Direktur Indonesia Governance Institute (IGI) Muh. Affan dalam diskusi tersebut mengatakan, sebagian besar bantuan internasional untuk pendanaan perubahan iklim di Indonesia dalam bentuk pinjaman:
“Hibah dari internasional tidak begitu besar sebenarnya,” kata Muh. Affan dalam diskusi bertajuk
Affan menuturkan, 99 persen bantuan internasional yang dikucurkan ke Indonesia untuk agenda perubahan iklim dalam bentuk pinjaman. Sedangkan bantuan dunia internasional dalam bentuk hibah hanya 1 persen. “Tapi seolah-olah yang lebih tampil ke publik adalah dana hibah yang mengelola soal perubahan iklim di Indonesia,” kata dia.
Dalam kesempatan yang sama, Direktur Utama Badan Pengelola Dana Lingkungan Hidup (BPDLH) Joko Tri Haryanto menyebutkan bahwa kondisi tersebut tidak lepas lantaran pengelolaan pendanaan perubahan iklim mengalami perubahan paradigma. Joko mengatakan, pemerintah tidak ingin mengandalkan APBN dalam pendanaan perubahan iklim.
“Kalau konvensional, paradigmanya selalu pendekatannya cost center (APBN). Padahal, harusnya kita mulai reform dari cost center ke pembiayaan atau financing sehingga tidak menghabiskan dana APBN,” tegasnya.
Oleh sebab itu, Joko menuturkan pemerintah melakukan berbagai inovasi pendanaan perubahan iklim dalam beberapa tahun terakhir. Salah satunya penerbitan green sukuk pada tahun 2018 di mana setiap tahun pemerintah menerbitkan global green sukuk secara rutin untuk pembiayaan perubahan iklim. Lalu, ada juga Sustainable Development Goals (SDG’s) Bond. Ini juga dipakai untuk pembiayaan climate.

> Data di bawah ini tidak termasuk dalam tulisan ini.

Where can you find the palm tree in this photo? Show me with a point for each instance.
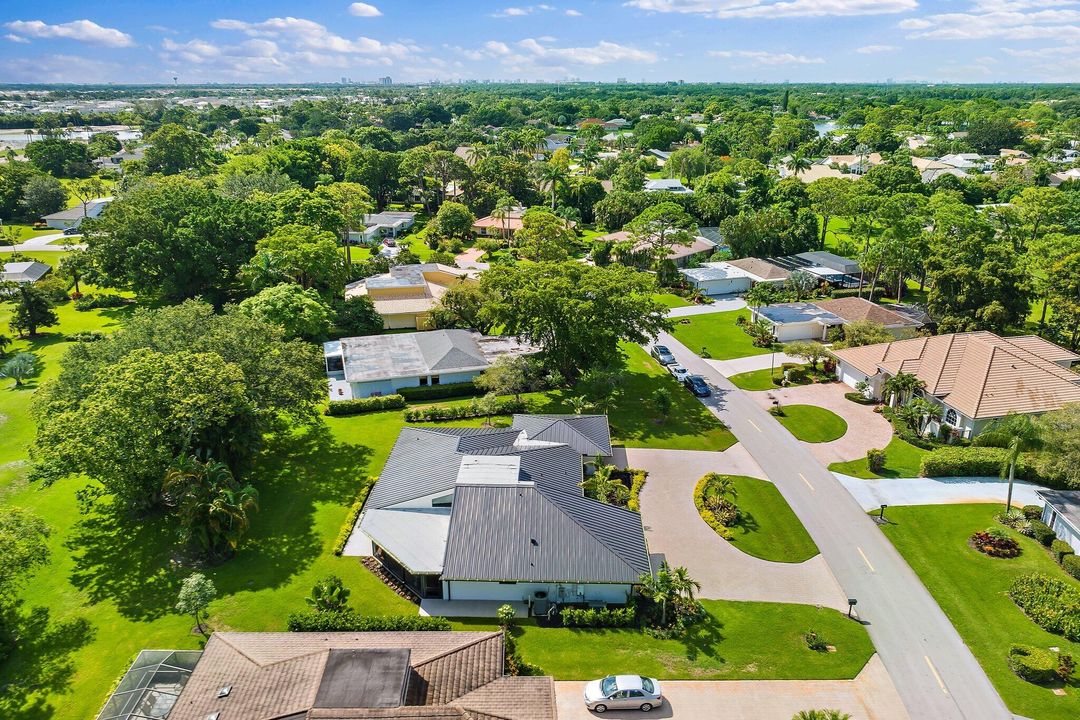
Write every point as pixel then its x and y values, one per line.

Lebih lanjut, Affan menyadari memang APBN tidak mungkin mampu memenuhi kebutuhan pendanaan perubahan iklim yang mencapai Rp.377 triliun per tahun. Bahkan, dalam enam tahun terakhir, anggaran perubahan iklim yang bersumber dari APBN masih di bawah 7 persen. Hanya saja, sambung dia, pengelolaan dana perubahan iklim yang bersumber dari bantuan internasional masih belum transparan. Informasi mengenai pendanaan perubahan iklim juga terbatas. Oleh sebab itu, Affan menekankan pentingnya akuntabilitas dan informasi komprehensif serta fokus dalam pengelolaan dana perubahan iklim, khususnya Badan Pengelola Dana Lingkungan Hidup (BPDLH) sebagai lembaga penampung dan penyalur dana perubahan iklim yang dibentuk pemerintah pada 2019.

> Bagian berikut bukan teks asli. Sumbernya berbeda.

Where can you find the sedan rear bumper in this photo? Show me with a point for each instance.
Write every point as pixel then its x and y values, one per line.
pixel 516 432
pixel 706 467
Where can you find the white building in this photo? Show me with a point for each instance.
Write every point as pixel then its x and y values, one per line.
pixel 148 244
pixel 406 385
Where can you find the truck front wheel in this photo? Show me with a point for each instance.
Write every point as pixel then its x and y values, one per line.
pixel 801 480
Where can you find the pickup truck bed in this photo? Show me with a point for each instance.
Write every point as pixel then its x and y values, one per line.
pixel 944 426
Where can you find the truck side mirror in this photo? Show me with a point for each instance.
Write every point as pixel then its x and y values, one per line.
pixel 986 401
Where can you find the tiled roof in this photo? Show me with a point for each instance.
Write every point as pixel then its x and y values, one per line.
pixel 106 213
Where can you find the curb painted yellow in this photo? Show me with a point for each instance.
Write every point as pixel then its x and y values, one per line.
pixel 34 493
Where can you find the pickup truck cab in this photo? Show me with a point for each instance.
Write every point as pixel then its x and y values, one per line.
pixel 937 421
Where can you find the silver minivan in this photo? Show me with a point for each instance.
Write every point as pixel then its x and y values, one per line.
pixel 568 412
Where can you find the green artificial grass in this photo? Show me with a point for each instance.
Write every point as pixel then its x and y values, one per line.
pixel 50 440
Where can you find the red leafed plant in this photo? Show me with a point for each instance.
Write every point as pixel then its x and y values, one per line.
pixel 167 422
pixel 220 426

Apalagi, sebagian besar dana perubahan iklim yang diterima Indonesia dari luar negeri. “Artinya, meskipun dana itu untuk perubahan iklim, mengurangi emisi, tapi juga (pinjaman) itu berimplikasi kepada hutang yang akan ditanggung oleh anak cucu kita nanti. Perlu pengelolaannya yang transparan dan akuntabel,” tandas dia.

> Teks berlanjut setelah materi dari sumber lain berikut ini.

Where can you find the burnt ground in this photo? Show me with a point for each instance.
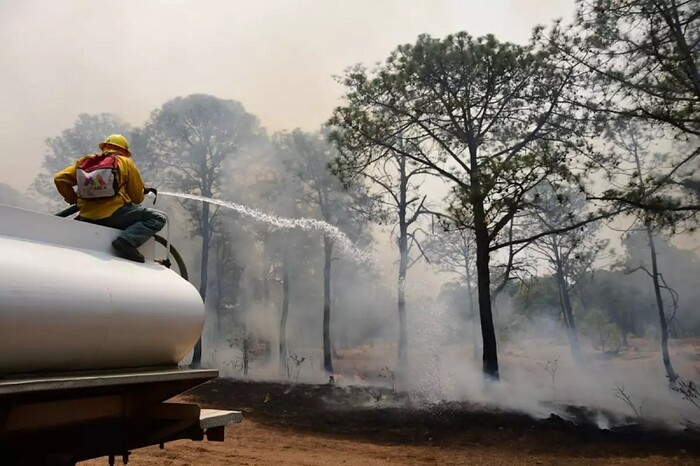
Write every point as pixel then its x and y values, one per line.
pixel 322 425
pixel 358 413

Lebih lanjut, Peneliti MediaLink, Tanti Budi Suryani mengingatkan pentingnya tata kelola pendanaan perubahan Iklim yang transparan dan akuntabel, terutama yang bersumber dari bantuan internasional baik dalam bentuk pinjaman maupun hibah.
“Bagaimana skema pendanaan maupun pembiayaan itu bisa benar-benar bermanfaat buat masyarakat,” tegas dia.
Tanti khawatir pengelolaan pendanaan perubahan iklim akan menimbulkan persoalan. Apalagi, beberapa pemerintah daerah juga turut mengelola dana perubahan iklim. Salah satunya Provinsi Jambi yang bakal mengelola dana sebesar 70 juta dollar AS untuk melaksanakan BioCarbon Fund Initiative for Sustainable Forest Lanscape (BioCF-ISFL)—program fasililitas multilateral yang didukung oleh pemerintah Negara pendonor dan dikelola oleh Bank Dunia. Begitu juga dengan Provinsi Kalimantan Timur bakal menerima dana sebesar 110 juta dollar AS dari Bank Dunia melalui Program Forest Carbon Partnership Facility Carbon Fund (FCPF-CF). Di mana pembayaran tahap pertama pada November 2022 lalu, Kalimantan Timur sudah mengantongi 10,9 juta dollar AS.
“Saya yakin ke depannya kalau coba kita petakan dari kerjasama-kerjasama itu, pasti akan ada beberapa daerah yang memiliki kerjasama juga,” tegas Tanti.